“This is no celebration,” replied the captain tiredly. “This is no banquet. These aren’t government representatives. This is no surprise party. Look at their eyes. Listen to them!”

…”Where are we, sir?”

The captain exhaled. “In an insane asylum.” (Bradbury 34-35)

What a beautiful twist! And this book is full of them.

First, the initial expedition, which made it to the ground only to be murdered.

Then the second expedition, who told the people of Mars they were from Earth and were then forced into the asylum because the natives thought they were crazy telepathic Martians.

I like the way Bradbury convinces the reader of this. First, the astronauts are celebrating. They think someone is finally taking them seriously, until the natives mention they’re from Earth as well, which obviously isn’t true.

And then they think, we’ll we just have to prove it’s true. It shouldn’t be difficult, considering that they have pink skin and Martians are brown. But notice the captain’s words when his men ask them if it should be easy to leave. “I’m not [certain.] Look in that corner” (35). Where people bent realities with their minds. The people of Mars mentioned earlier in the book they were telepathic. This was not only a believable excuse, but riveting for the reader as the second expedition encounters their own realistic problem. I loved it!

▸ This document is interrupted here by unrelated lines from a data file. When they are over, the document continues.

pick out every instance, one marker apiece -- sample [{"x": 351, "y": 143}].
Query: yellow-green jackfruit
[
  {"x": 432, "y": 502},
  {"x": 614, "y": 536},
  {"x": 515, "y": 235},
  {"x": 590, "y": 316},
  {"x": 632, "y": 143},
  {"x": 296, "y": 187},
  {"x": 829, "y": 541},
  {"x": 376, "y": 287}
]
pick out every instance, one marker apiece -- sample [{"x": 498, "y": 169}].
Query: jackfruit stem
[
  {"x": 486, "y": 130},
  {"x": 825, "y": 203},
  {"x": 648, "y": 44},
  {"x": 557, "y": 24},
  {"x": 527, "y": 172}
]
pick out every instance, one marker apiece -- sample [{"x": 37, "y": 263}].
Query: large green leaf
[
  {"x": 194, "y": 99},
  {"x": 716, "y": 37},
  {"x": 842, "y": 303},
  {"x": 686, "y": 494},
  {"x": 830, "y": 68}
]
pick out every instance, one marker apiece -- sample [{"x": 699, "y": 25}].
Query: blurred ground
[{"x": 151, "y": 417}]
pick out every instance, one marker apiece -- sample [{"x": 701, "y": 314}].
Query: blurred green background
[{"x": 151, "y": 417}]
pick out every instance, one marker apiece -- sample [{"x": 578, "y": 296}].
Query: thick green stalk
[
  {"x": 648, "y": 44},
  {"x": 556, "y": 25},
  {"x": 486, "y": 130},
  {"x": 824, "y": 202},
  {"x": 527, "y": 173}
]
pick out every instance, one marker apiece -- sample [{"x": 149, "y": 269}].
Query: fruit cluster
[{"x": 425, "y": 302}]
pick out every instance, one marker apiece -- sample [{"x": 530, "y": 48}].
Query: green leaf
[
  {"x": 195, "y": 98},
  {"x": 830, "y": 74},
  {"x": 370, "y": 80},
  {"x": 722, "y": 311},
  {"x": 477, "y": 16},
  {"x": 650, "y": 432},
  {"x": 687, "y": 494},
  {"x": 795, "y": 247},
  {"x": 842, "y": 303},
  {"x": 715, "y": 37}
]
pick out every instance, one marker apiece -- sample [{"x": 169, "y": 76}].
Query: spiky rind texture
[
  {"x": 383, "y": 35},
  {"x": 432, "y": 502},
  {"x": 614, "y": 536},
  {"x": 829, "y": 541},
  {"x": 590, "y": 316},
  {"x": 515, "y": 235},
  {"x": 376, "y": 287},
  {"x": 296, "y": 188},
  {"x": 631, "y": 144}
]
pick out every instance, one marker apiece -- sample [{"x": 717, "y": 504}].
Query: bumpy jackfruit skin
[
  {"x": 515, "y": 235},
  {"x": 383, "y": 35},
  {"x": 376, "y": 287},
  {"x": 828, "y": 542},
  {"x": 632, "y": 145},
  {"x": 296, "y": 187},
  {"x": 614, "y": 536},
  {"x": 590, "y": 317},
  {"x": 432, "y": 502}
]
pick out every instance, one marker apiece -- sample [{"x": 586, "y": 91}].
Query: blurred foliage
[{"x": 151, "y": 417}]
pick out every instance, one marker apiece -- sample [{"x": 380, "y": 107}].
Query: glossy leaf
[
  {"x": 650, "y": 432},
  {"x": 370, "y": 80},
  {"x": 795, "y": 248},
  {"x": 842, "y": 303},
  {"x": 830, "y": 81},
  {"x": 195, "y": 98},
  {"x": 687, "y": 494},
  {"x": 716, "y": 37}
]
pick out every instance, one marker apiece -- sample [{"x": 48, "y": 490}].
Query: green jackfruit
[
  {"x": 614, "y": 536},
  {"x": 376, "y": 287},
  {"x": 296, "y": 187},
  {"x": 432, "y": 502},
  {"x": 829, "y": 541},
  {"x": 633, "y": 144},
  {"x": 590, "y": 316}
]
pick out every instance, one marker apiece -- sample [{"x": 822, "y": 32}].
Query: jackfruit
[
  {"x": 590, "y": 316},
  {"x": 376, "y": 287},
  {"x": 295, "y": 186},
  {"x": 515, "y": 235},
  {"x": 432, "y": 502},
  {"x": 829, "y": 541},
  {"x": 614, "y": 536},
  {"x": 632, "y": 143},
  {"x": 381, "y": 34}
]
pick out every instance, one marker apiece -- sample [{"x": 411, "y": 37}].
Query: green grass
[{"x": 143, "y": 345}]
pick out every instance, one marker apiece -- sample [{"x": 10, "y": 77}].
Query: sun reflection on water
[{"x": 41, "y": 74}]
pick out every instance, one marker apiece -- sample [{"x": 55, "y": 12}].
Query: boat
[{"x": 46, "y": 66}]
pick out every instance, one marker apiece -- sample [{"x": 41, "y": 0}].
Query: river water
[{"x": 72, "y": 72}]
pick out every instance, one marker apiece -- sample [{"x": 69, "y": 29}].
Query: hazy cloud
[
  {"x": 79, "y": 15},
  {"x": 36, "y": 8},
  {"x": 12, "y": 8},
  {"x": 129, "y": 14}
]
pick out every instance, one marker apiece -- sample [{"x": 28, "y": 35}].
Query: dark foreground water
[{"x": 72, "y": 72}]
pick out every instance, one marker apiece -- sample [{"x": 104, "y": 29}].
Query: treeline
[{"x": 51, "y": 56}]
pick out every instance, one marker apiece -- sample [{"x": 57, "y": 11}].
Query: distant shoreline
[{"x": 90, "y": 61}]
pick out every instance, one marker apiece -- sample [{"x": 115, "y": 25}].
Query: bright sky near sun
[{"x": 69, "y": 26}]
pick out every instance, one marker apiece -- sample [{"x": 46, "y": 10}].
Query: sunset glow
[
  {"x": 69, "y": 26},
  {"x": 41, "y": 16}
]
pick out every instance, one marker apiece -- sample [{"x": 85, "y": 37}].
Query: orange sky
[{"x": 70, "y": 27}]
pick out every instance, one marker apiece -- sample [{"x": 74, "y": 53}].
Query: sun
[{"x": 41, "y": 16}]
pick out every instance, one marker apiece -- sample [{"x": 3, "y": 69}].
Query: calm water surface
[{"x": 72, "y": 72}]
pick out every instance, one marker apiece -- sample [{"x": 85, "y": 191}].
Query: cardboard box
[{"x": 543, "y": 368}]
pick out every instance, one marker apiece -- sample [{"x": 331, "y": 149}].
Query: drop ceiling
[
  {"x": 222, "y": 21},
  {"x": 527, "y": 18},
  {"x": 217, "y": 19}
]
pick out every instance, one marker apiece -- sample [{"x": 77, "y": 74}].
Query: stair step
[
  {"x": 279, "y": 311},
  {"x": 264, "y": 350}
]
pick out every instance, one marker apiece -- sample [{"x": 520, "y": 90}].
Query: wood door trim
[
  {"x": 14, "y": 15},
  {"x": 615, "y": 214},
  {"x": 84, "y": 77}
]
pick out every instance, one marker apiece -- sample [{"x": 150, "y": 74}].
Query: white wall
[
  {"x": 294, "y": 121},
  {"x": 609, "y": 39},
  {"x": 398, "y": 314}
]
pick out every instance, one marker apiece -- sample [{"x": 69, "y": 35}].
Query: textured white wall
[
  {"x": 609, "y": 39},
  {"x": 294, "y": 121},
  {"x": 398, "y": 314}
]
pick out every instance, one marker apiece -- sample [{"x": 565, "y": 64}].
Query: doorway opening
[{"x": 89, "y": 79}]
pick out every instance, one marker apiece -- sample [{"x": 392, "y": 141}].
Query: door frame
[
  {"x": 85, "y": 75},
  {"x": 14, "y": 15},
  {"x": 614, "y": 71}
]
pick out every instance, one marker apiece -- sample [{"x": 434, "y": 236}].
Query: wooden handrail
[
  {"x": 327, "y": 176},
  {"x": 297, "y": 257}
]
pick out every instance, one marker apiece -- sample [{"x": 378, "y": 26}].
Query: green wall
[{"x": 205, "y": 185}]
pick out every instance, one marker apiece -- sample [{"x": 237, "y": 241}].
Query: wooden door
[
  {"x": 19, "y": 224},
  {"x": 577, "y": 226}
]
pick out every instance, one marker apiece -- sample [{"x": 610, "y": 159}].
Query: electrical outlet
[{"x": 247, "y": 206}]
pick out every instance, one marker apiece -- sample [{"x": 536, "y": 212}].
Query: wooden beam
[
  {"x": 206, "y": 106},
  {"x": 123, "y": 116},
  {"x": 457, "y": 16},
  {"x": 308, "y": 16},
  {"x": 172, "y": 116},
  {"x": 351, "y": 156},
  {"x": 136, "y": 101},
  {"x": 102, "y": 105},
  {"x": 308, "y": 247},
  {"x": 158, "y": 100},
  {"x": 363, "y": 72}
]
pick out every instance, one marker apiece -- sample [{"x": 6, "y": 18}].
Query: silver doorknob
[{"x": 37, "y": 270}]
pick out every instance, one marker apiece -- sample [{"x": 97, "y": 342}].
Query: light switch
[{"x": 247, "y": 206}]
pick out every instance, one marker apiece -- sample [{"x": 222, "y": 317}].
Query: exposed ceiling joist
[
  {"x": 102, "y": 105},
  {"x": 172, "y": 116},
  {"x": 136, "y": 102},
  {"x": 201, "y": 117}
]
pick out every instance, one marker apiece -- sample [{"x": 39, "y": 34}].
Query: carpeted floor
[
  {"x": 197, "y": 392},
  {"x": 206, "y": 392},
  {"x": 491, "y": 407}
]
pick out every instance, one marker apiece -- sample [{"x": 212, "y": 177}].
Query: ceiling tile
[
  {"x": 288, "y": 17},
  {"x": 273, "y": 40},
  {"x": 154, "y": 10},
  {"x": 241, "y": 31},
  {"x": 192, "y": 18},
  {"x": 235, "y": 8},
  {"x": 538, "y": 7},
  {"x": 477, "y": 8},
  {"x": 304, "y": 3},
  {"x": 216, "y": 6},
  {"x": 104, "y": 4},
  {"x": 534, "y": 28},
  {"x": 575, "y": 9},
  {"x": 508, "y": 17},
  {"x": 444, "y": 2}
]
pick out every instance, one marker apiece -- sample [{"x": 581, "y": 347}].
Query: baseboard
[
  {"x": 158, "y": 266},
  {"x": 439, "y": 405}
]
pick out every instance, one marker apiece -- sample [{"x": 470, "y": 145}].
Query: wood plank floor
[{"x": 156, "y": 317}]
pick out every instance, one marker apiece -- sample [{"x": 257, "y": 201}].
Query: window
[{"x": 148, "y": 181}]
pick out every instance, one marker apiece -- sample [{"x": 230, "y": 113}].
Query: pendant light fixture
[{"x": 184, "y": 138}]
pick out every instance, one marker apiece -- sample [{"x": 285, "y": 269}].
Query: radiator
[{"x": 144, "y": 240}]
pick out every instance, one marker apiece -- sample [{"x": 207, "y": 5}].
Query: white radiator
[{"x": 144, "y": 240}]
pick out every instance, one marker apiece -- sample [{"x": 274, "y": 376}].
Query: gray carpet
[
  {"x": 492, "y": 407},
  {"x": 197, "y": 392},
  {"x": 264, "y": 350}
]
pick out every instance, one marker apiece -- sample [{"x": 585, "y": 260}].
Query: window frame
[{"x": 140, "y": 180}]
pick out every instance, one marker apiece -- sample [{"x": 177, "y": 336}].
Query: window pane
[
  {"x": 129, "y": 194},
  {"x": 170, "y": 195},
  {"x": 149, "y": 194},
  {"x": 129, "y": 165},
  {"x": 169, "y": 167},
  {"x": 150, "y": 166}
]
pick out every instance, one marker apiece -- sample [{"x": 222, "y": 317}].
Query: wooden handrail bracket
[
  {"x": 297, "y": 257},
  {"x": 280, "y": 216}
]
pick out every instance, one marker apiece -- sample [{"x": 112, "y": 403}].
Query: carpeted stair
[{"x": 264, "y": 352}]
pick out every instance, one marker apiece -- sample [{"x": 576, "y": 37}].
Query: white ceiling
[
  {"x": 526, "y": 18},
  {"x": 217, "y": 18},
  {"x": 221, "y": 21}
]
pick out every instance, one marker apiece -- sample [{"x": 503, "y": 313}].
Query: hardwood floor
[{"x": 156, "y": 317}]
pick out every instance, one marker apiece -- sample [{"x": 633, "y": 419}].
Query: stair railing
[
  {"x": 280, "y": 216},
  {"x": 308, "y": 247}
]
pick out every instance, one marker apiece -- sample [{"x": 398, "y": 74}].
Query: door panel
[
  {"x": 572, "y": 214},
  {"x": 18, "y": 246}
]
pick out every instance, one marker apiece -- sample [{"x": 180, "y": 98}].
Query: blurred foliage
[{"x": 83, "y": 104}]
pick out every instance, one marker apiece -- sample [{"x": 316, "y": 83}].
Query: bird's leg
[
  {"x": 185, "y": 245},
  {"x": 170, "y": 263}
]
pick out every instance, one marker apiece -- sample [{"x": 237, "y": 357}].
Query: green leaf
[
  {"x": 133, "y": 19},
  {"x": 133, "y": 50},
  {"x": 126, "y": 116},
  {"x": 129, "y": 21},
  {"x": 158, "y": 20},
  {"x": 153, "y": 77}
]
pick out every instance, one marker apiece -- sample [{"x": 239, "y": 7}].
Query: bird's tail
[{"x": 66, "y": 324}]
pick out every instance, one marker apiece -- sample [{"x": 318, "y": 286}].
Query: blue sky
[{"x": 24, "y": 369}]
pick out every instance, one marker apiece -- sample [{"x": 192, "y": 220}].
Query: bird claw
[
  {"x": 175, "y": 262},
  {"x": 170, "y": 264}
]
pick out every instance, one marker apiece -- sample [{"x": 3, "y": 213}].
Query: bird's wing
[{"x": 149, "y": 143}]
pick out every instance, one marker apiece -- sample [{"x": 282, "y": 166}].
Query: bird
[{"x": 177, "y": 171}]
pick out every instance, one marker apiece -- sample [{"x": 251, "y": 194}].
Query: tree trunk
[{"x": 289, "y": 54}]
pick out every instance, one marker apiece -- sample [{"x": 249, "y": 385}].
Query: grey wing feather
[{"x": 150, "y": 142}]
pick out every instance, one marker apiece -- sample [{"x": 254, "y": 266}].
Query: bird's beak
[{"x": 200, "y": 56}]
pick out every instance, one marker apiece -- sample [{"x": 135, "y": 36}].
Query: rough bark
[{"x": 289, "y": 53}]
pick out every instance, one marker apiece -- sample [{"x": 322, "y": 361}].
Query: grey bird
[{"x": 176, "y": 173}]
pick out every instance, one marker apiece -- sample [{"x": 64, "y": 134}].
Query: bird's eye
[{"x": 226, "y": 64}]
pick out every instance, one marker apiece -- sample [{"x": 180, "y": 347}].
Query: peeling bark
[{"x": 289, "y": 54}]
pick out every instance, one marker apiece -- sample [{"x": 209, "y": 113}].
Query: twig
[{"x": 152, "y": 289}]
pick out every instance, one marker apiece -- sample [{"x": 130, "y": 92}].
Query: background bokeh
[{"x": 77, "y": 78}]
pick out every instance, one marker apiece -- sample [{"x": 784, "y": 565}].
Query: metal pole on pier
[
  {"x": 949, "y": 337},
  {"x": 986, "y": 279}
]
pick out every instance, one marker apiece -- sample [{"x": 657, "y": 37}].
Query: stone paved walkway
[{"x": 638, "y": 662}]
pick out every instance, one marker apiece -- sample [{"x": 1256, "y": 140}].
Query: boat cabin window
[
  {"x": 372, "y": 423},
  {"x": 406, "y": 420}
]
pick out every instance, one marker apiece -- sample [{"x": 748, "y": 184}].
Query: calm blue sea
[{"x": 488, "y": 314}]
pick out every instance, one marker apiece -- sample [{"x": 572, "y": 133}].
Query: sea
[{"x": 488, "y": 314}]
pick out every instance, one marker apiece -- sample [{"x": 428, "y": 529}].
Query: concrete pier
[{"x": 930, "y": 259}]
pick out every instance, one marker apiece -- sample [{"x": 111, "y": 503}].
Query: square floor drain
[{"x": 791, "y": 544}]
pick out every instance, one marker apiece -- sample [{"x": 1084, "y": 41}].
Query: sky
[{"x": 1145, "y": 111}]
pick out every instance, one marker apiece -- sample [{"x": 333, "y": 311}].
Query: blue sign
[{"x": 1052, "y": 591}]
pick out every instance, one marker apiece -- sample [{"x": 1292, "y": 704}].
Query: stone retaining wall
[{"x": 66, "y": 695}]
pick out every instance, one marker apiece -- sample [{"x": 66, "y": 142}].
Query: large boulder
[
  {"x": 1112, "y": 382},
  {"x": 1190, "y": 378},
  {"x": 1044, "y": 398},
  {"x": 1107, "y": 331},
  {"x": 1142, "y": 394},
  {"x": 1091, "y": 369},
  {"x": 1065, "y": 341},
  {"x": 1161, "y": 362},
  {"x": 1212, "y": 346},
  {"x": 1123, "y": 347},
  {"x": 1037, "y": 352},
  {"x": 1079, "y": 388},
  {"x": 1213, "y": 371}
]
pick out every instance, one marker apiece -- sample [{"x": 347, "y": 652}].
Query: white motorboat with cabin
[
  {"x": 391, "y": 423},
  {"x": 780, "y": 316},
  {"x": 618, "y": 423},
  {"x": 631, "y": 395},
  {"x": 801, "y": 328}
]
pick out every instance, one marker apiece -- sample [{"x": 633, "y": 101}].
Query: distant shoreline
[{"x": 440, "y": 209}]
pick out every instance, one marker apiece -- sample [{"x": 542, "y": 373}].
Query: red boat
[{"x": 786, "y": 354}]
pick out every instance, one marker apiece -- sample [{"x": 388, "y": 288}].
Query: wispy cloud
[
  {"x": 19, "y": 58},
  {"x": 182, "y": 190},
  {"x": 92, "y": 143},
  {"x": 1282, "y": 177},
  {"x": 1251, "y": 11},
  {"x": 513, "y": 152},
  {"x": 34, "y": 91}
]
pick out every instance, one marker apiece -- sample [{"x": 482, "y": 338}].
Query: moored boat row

I loved how this problem harassed the third expedition as well, and it was also not until the captain reflected on his reality, the odds of it happening, until he realized these imaginings were from his mind (63). It is these reflections that gives the characters the realization and the ability to act on these problems, and it is these reflections that clue the reader into the problem and give us the ability to react.

These reflections made these next chapters exquisite! And I definitely think they point out why self-reflection and thought are so important for our characters. Without it, they’re not real. They’re just figurines.

Bradbury, Ray. The Martian Chronicles. New York, NY: Harper Perennial, 1997. Print.